Daí o funcionário pode interromper o contrato e receber todos os seus direitos sem nenhum ônus.

Grávidas não são obrigadas a voltar

A Lei nº14.151/2021 garantiu para a gestante que não pode realizar sua atividade de forma remota o afastamento do trabalho remunerado.

A legislação vem abrindo outro tipo de discussão: se as grávidas podem se afastar e continuar recebendo por causa do risco de voltar ao trabalho presencial, por que não pode ser aplicada a mesma medida para quem tem algum tipo de comorbidade?

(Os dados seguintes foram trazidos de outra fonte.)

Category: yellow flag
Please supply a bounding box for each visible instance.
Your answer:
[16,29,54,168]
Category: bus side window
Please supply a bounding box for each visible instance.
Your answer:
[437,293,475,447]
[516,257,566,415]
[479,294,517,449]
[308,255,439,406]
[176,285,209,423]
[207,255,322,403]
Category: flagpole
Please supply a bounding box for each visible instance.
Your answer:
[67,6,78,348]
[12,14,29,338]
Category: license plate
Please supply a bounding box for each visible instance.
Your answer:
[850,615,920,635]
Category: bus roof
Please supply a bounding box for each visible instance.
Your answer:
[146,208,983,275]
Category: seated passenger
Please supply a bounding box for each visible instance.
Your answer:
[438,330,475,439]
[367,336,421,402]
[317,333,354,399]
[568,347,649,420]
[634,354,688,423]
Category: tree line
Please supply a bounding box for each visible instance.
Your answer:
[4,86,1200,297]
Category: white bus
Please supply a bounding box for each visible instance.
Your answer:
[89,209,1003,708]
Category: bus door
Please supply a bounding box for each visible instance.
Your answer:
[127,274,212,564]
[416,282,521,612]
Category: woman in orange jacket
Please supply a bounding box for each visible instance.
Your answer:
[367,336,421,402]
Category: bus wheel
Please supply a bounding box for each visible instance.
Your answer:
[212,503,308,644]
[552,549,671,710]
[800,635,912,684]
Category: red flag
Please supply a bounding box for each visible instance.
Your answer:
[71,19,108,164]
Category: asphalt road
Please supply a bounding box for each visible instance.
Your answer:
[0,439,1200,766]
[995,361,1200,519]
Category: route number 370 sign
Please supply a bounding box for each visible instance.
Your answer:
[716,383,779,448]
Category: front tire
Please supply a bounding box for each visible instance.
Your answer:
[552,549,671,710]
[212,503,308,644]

“Uma empresa já conseguiu parecer favorável na Justiça de que quem deve pagar por esse tempo de afastamento remunerado de uma gestante é o INSS, não a companhia. A matéria deve render muita discussão ainda no meio jurídico.”

ADRIANA CALVO

Para Sebastião Oliveira, desembargador do TRT-MG, a pandemia da covid-19 vai repercutir por muitos e muitos anos no Judiciário.

“Os danos ainda estão se concretizando, seja por morte, sequelas temporárias ou permanentes. Com o passar do tempo devem crescer os pedidos indenizatórios por vítimas da covid-19 ou por familiares de profissionais que morreram.”

SEBASTIÃO OLIVEIRA

Oliveira diz que outros tipos de ações devem surgir e comenta uma que julgou recentemente: a dispensa discriminatória.

Chegou em suas mãos o processo de um trabalhador que foi demitido quando retornou à empresa após se recuperar da covid-19. Para ele, é um caso claro de danos morais.

O desembargador cita a Súmula nº 443 do TST que fala: “presume-se discriminatória a despedida de empregado portador do vírus HIV ou de outra doença grave que suscite estigma ou preconceito. Inválido o ato, o empregado tem direito à reintegração no emprego”.

O magistrado também lembra que, até agora, não julgou nenhuma ação envolvendo o home office. “Elas devem começar a aparecer em breve.”